Phase 2: Add BullMQ backend behind feature flag
- Add
BullMqObservationQueueEngine. - Use per-session queues with concurrency/manual fetch of 1.
- Use safe hashed
jobIdfor observation dedupe. - Preserve
_originalTimestampin job data. - Keep provider loops unchanged by preserving the async iterator interface.
- Implement lock extension if manual processing can exceed the configured lock duration.
- Keep SQLite as the observation/session truth; Redis is transport.
- Add Redis connectivity health to
/api/healthonly when BullMQ backend is enabled.
Phase 3: Migration and fallback
- On startup with BullMQ enabled, migrate existing SQLite
pending_messagesrows into BullMQ once, then mark/delete migrated rows. - If Redis is unavailable at startup, fail loudly for
CLAUDE_MEM_QUEUE_ENGINE=bullmq; do not silently drop observations. - For default
sqlite, do not require Redis.
Phase 4: Tests
- Unit-test the adapter contract with a shared test suite.
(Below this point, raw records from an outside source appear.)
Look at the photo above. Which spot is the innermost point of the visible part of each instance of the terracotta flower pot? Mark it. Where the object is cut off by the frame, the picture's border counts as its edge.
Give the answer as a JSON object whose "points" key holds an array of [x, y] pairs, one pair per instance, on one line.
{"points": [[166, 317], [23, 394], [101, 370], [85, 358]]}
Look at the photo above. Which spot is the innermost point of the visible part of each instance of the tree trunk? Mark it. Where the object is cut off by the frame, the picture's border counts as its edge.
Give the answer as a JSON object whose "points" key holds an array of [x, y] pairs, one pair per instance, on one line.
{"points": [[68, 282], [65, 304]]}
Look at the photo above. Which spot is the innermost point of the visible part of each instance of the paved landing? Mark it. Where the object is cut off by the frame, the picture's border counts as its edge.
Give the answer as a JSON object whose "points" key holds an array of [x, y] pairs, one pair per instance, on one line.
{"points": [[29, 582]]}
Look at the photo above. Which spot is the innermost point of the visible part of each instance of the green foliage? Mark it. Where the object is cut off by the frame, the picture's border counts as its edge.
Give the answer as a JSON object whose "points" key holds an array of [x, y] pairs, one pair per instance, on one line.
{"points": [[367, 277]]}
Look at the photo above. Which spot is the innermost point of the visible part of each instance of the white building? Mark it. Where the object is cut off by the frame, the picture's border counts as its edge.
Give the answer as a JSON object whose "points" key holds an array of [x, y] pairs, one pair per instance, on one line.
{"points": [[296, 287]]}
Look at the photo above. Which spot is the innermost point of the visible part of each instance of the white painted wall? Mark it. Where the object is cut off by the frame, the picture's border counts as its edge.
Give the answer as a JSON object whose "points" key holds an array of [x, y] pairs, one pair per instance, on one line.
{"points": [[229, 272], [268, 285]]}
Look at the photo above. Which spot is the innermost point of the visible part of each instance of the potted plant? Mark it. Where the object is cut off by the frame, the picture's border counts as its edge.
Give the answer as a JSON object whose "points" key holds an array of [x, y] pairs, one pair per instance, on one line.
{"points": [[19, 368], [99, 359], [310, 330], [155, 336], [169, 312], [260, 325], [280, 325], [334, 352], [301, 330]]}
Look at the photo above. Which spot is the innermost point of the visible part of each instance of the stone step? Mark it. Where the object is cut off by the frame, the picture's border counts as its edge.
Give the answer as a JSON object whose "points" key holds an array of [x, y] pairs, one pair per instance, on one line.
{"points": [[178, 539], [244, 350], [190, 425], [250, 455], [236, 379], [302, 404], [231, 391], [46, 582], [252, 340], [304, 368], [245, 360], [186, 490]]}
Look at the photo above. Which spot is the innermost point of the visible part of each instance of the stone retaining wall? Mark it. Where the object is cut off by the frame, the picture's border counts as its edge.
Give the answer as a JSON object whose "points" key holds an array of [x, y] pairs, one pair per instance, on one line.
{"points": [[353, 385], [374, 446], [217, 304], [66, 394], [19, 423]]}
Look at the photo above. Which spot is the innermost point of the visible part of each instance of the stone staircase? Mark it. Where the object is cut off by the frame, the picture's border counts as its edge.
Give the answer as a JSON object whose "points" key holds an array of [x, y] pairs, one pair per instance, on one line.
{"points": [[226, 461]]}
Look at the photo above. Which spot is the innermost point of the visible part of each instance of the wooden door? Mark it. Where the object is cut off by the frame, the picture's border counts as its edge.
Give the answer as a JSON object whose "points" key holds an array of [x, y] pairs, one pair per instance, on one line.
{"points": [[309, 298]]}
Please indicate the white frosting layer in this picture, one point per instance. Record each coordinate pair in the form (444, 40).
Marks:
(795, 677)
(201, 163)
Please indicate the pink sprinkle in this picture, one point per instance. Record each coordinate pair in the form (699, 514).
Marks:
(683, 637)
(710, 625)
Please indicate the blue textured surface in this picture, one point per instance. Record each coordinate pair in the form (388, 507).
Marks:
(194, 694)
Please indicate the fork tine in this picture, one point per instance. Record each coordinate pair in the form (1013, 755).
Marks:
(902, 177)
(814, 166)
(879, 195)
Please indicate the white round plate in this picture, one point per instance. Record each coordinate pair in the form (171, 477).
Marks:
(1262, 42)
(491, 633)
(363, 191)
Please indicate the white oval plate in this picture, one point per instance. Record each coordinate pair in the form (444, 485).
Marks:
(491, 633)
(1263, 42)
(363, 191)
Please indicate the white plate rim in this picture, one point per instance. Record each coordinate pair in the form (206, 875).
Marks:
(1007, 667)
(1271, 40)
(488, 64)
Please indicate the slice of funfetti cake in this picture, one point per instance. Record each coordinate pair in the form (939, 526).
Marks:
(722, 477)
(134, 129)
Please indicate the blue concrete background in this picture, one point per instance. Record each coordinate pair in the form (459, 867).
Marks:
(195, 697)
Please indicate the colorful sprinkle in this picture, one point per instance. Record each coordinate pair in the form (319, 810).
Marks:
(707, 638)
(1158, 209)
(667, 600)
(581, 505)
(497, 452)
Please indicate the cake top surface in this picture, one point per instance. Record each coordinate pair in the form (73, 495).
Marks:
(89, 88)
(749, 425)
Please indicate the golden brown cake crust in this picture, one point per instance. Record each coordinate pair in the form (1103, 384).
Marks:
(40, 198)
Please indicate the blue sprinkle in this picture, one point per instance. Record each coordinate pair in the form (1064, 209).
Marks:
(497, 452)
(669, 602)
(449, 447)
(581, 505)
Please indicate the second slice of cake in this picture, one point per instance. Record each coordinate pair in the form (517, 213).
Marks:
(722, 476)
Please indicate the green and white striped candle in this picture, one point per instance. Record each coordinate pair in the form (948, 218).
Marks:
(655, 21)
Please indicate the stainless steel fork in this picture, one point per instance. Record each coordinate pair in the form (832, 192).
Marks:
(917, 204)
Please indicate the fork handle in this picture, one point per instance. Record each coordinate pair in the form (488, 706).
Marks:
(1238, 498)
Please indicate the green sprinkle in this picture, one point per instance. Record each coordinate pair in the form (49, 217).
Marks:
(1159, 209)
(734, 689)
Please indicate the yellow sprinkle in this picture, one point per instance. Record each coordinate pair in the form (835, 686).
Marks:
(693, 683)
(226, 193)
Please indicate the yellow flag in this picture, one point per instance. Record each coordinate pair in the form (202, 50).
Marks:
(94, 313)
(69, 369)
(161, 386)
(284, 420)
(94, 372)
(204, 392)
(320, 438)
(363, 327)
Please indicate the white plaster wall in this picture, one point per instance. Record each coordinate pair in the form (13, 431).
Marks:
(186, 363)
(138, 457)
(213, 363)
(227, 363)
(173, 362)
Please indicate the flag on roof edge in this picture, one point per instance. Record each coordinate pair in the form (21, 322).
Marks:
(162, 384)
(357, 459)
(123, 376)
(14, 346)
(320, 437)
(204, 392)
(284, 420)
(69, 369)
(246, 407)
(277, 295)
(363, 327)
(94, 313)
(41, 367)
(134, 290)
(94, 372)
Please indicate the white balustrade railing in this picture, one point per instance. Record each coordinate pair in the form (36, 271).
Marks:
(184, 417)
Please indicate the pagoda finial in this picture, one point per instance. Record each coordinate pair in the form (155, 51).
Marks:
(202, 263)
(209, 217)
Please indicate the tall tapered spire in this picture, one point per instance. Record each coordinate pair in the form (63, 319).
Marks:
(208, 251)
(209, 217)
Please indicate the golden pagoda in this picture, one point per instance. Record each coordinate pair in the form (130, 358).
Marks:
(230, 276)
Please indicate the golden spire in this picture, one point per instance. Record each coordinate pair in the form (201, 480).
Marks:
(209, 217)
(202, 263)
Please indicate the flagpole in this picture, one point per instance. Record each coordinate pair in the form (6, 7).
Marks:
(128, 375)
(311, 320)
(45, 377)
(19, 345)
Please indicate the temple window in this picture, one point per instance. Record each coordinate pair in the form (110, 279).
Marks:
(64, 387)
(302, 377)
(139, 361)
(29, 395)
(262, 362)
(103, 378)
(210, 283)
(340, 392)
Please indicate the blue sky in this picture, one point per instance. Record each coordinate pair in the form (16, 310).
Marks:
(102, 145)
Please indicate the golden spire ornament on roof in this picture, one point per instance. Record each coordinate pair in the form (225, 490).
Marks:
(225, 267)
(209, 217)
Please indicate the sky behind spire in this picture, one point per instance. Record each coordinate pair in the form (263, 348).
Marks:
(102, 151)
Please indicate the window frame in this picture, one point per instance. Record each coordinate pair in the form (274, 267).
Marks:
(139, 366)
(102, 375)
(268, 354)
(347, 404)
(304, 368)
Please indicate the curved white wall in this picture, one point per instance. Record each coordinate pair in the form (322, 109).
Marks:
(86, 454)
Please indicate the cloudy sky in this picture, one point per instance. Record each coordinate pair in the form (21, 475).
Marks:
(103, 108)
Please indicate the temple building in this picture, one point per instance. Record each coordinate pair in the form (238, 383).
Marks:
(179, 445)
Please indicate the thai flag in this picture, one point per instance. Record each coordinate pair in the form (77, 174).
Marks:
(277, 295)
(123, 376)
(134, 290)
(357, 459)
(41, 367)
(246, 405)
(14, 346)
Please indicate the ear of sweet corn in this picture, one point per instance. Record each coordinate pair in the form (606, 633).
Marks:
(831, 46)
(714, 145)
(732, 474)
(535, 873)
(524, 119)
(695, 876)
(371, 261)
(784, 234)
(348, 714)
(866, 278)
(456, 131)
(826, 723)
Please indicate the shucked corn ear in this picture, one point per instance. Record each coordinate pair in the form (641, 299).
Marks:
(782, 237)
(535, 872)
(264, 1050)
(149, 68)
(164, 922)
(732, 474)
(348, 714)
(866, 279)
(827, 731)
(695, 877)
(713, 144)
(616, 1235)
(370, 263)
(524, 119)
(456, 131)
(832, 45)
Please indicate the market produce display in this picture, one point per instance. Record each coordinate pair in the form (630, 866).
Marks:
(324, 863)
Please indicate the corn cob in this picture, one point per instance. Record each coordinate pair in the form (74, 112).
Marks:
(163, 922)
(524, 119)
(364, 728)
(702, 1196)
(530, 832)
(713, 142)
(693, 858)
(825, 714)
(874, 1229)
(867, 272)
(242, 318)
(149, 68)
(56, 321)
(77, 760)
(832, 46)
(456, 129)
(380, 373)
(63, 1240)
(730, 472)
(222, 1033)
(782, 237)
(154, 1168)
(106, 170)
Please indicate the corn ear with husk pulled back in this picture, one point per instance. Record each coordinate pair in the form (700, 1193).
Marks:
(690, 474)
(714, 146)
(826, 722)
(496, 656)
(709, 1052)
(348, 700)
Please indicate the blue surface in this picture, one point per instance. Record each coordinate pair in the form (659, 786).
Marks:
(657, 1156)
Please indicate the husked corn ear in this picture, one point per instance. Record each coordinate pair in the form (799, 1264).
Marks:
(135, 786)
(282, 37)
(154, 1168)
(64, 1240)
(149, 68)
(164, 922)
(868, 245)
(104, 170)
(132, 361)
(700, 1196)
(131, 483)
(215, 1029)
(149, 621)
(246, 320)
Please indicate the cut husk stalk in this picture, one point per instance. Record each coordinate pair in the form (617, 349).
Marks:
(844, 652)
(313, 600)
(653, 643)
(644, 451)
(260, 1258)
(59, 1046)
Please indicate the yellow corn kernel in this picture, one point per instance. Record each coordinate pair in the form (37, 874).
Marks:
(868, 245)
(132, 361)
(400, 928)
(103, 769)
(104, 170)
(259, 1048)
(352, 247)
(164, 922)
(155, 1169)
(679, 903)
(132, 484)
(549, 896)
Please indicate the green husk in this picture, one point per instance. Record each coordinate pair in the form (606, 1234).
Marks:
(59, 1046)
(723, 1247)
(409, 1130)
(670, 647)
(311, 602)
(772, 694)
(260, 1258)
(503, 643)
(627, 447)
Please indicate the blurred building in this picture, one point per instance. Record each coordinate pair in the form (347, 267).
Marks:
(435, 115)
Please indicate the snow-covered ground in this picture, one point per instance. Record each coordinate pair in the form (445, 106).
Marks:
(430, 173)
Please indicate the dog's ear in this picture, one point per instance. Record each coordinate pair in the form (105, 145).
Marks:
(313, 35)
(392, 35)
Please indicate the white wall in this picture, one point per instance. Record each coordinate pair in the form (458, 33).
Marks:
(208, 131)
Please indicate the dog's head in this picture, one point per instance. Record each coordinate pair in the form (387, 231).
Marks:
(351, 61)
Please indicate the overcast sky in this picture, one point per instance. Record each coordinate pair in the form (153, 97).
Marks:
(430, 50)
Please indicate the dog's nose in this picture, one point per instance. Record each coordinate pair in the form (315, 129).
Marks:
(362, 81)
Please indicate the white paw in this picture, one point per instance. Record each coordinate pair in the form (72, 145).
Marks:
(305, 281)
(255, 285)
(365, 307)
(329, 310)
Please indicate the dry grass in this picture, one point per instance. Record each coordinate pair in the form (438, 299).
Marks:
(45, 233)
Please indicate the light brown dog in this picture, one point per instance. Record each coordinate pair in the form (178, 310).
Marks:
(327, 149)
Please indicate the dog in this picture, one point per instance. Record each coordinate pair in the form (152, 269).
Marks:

- Run the suite against SQLite always.
- Run BullMQ tests only when Redis is available, or spin Redis in CI.
- Add crash/restart tests:
- enqueue, kill worker, restart, process;
- claimed job stalls and returns;
- duplicate
tool_use_idis suppressed; - per-session FIFO across concurrent sessions;
- idle timeout still aborts provider subprocesses.
Final recommendation
Do not do a direct swap from SQLite to either library.
If the product goal is to keep claude-mem easy to install and local-first, invest in the current SQLite queue: clean up the schema/status drift, restore tests, add explicit retries/failure rows if needed, and keep the in-process wakeup path.
If the product goal is to support distributed workers or stronger queue observability, add BullMQ as an optional backend through an adapter. It has the right maintenance profile, TypeScript support, recovery primitives, and docs. Bee-Queue is too narrow and too legacy-client-oriented for this role.